Można wówczas pogrążyć swoje myśli i energię w poczuciu rozczarowania i zawodu, zadawać sobie pytanie, co sprawiło, że ktoś tak właśnie się zachował. Do tego jeszcze wpaść w panikę, co teraz, nie dam rady przecież, nigdy tego nie robiłam.
Jednak w innym spojrzeniu, tę samą sytuację można odczytać jako szansę dla siebie, by spróbować czegoś nowego, by sobie zaufać i sprostać temu, co powierzaliśmy zawsze innym, bo wydawało się zbyt trudne, nie dla nas. Codzienność daje nam możliwość sprawdzenia się w nowej roli. I okazuje się, że możemy być samowystarczalni, trzeba tylko dać sobie szansę:-)

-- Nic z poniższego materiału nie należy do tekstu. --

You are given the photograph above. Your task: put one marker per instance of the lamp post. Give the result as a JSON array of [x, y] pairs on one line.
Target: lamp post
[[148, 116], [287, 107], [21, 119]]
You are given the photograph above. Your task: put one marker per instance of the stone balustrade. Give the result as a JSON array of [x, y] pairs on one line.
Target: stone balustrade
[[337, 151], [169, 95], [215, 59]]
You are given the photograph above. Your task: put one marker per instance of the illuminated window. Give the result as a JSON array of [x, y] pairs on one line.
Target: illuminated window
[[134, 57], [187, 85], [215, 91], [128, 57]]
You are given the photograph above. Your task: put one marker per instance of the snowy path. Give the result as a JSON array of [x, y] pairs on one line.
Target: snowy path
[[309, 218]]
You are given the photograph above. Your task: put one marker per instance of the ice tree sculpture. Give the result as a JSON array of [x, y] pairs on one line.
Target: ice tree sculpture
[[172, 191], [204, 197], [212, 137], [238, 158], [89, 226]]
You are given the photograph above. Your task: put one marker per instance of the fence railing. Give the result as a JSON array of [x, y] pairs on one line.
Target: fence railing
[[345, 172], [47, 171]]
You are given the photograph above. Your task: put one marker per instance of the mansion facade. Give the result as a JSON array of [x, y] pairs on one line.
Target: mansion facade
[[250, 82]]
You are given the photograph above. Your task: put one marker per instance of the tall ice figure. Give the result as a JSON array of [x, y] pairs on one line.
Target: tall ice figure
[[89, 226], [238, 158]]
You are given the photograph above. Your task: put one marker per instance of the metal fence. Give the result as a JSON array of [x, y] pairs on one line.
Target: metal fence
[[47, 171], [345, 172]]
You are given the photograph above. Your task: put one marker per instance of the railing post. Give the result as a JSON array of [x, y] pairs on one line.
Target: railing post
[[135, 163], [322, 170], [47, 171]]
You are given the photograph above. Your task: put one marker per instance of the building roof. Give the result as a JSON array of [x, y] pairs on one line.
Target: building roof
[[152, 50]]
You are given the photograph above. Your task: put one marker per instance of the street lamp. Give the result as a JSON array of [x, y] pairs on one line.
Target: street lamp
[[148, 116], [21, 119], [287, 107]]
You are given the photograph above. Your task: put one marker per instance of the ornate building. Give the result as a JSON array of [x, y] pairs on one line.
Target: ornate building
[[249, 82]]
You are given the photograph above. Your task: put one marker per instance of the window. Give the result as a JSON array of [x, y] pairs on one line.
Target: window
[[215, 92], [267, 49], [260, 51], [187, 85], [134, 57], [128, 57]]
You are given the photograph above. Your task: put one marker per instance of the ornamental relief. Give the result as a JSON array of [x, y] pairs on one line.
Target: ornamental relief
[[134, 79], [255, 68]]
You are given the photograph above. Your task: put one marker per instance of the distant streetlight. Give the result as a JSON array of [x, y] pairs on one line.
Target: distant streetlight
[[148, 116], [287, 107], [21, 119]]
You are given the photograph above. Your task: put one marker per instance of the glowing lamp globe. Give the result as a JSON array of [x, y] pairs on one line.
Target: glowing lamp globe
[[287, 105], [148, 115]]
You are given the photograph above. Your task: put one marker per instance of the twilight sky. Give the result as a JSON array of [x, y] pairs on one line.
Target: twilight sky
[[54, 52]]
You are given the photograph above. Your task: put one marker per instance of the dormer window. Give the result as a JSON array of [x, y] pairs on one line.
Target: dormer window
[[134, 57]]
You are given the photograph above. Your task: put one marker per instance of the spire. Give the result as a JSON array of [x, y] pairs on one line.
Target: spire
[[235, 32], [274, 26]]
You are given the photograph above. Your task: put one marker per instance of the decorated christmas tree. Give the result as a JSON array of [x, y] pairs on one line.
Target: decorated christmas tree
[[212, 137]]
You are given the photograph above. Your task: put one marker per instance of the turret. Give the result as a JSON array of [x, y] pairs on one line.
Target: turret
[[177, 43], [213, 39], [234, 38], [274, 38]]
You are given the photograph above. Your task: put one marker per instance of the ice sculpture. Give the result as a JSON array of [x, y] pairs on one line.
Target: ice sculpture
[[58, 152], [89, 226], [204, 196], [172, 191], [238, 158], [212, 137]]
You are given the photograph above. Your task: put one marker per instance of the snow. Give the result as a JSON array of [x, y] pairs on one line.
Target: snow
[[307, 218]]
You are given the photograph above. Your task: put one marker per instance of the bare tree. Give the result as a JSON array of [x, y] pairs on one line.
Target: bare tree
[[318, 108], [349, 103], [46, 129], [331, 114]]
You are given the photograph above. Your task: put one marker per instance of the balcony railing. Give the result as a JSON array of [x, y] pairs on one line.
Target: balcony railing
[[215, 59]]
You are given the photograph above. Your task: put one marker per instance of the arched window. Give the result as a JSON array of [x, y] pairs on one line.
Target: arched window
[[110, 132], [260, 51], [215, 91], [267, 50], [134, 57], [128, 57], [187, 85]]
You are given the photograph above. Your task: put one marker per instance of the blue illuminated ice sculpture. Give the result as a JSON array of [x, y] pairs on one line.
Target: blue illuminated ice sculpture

Mój sobotni poranek piękny, pachnący i ciepły, leniwie spędzam
i w ciszy. Wokół mnie kwiaty wszędzie, bo oto
cudowny nastał czas. Można powrócić ze spaceru lub z targu z naręczem kwiatów moich ukochanych, kaliny i bzu:-)
Dziś u mnie w każdym możliwym miejscu,
w słojach i dzbanach, na stołach, fotelach i zydelkach...
Do tego nowe wydanie Werandy i Werandy Country w zanadrzu:-)
Bardzo podoba mi się połączenie dostojnej róży z ogrodowym bzem.
Można tym sposobem przydać bukietowi troszkę cudownego zapachu, którego ostatnimi czasy róże nie dają niestety.
A poranne słońce cudownie rozświetla wnętrze:-)
W tle moja muzyka:-)
Dziś jedna z piosenek z zakupionej wczoraj płyty w klimacie smooth jazz. Bogaty bardzo wybór w sklepach Empik.
Pięknego, pachnącego i słonecznego dnia wszystkim🌼
~ bh ~
Piękne są Twoje bukiety i ślicznie ozdabiają Twój niezwykły dom:)))Pozdrawiam serdecznie i miłej niedzieli życzę:))))
OdpowiedzUsuńSerdecznie dziękuję Reniu:-) Wspaniałego dnia i całego tygodnia dla Ciebie!